On the occasion of Professor Hannes H. Gissurarson’s 70th birthday recently and his retirement as Professor of Political Philosophy at the University of Iceland, a session at LibertyCon Europe, the annual conference of Students for Liberty Europe, held in Lisbon on 23 April 2023, was devoted to him. Robert Tyler of the Brussels think tank New Direction interviewed Gissurarson about his life and works, some of them still in progress.
Gissurarson recalled that Solzhenitsyn’s Gulag Archipelago had made him an anti-communist, whereas Hayek’s Road to Serfdom and Popper’s Open Society and Its Enemies had turned him into a classical liberal, albeit with a conservative bent. Gissurarson and some Icelandic friends of his had founded the Libertarian Alliance on Hayek’s 80th birthday, 8 May 1979. In the spring of 1980, Hayek had visited them in Iceland and given two lectures which had stimulated much discussion. Gissurarson studied political theory at Oxford University in 1981–1985 and wrote his doctoral dissertation on Hayek. In the spring of 1983, Hayek came to Oxford and Gissurarson and his friends there asked him whether they could found a Hayek Society for the discussion of classical liberal and conservative ideas. Hayek allowed them to use his name, but only if they promised not to become Hayekians. ‘I have observed that the Marxists are much worse than Marx, and the Keynesians much worse than Keynes,’ Hayek said. The most active members of the Oxford Hayek Society had a memorable dinner with Hayek in London in the spring of 1985, and Gissurarson tells many anecdotes about it in the chapter on Hayek in his book about Twenty-Four Conservative-Liberal Thinkers, available online.
Gissurarson also came to know personally the other main thinker of what is sometimes called (mostly by its adversaries) the neoliberal movement, Milton Friedman. Gissurarson first met him at the Stanford meeting of the Mont Pelerin Society in the autumn of 1980, and in the autumn of 1984 Friedman and his wife Rose visited Iceland. Three left-wing intellectuals were invited to a television debate with Friedman. After a long discussion, one of them presented what was obviously meant to be a knock-out argument against Friedman.
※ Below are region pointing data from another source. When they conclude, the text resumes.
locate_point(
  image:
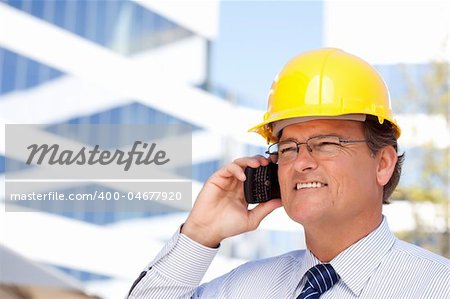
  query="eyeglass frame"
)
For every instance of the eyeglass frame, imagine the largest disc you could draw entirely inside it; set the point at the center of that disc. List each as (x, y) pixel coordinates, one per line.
(308, 147)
It was that an admission fee was being charged for his lecture at the University of Iceland, which was to be given at a luncheon the next day. ‘This has never been done before at the University,’ one of the leftists said. ‘This is not my idea of freedom.’ Friedman replied that this was a misguided complaint. When scholars had previously been invited to lecture at the University of Iceland, presumably their airfare and accommodation had been paid, meeting halls been rented and advertisements taken out. What the leftist was saying was that such costs should not be borne by those who attended the lectures but rather by those who did not attend. This was not his idea of freedom. The interesting and entertaining discussion is available on Youtube.
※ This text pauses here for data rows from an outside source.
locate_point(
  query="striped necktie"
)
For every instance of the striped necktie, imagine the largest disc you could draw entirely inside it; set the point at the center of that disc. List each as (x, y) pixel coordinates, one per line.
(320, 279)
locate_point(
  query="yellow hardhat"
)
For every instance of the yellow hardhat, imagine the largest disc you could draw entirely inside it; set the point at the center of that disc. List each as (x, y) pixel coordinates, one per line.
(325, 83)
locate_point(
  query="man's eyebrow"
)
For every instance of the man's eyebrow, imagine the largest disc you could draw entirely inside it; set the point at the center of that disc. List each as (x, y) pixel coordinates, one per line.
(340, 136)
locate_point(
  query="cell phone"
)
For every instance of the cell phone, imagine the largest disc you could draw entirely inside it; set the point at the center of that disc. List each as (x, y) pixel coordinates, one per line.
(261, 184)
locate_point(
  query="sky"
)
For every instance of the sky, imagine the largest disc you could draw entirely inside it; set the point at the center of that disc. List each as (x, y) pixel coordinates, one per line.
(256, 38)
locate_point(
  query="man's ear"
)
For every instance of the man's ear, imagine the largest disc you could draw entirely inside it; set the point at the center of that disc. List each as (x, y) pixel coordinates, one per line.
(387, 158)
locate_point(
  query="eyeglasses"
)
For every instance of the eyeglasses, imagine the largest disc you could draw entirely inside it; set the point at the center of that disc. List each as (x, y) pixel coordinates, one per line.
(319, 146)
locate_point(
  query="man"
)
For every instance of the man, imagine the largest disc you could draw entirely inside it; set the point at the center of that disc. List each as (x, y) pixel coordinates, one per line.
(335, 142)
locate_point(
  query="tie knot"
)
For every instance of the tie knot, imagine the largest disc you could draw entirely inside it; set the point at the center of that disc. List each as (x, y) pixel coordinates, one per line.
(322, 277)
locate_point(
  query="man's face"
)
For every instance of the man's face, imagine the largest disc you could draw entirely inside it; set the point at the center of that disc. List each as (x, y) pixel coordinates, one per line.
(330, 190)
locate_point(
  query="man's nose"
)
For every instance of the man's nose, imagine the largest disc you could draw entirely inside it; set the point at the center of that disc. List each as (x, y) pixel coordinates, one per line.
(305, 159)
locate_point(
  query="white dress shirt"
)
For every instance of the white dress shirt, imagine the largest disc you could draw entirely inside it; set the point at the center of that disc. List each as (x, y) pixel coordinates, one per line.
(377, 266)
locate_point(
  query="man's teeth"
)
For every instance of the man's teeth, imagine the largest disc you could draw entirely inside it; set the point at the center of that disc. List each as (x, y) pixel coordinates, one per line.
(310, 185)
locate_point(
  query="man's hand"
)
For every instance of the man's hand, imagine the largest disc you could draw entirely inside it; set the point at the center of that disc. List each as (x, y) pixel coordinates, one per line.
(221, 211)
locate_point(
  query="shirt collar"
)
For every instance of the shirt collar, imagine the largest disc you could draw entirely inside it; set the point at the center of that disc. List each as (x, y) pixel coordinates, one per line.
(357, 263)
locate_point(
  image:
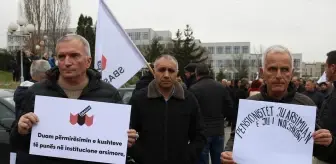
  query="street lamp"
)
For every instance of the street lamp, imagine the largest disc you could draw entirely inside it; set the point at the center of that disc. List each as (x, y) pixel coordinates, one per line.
(25, 31)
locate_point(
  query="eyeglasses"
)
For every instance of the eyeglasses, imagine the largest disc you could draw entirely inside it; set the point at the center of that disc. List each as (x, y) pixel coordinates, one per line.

Gissurarson recalled that in the same autumn of 1984 he had, with some friends, operated an illegal radio station in protest against the government monopoly of broadcasting. The police tried hard to locate the transmitter which was moved from one place to another and finally, after eleven days of hide-and-seek, they managed to close down the station. Gissurarson was indicted and convicted for a violation of law. ‘This is the conviction of mine of which I am the proudest,’ Gissurarson declared at the Lisbon session. He added that this action had been successful because as a result of it the government monopoly of broadcasting had been abolished. He recalled many other incidents and battles both in and outside Iceland. His best friend, David Oddsson, Leader of the Independence Party, formed in 1991 a government which stabilised and liberalised the economy, cut taxes, strengthened the pension funds and developed further the Icelandic system of individual transferable quotas in the fisheries which made them both sustainable and profitable. ‘It is perhaps the best evidence of the success of these reforms how quickly the economy recovered from the financial crisis of 2007–9 which hit Iceland very hard,’ Gissurarson submitted. At the end of the session in Lisbon, he was asked what advice he would give to the young people in the audience. ‘Division of labour,’ Gissurarson replied. ‘Some of you should go into business, become rich and donate money to the cause. Some of you should go into academia and develop and strengthen the arguments and evidence for freedom. Some of you should become activists and try to make the idea of freedom accessible and attractive.’
More than 550 people attended the conference. Other speakers included The Lord Hannan of Kingsclere (Dan Hannan), Dr. Tom G. Palmer of Atlas Network, Professor George Selgin, Professor David D. Friedman, and Rod Richardson of the Grace Richardson Fund.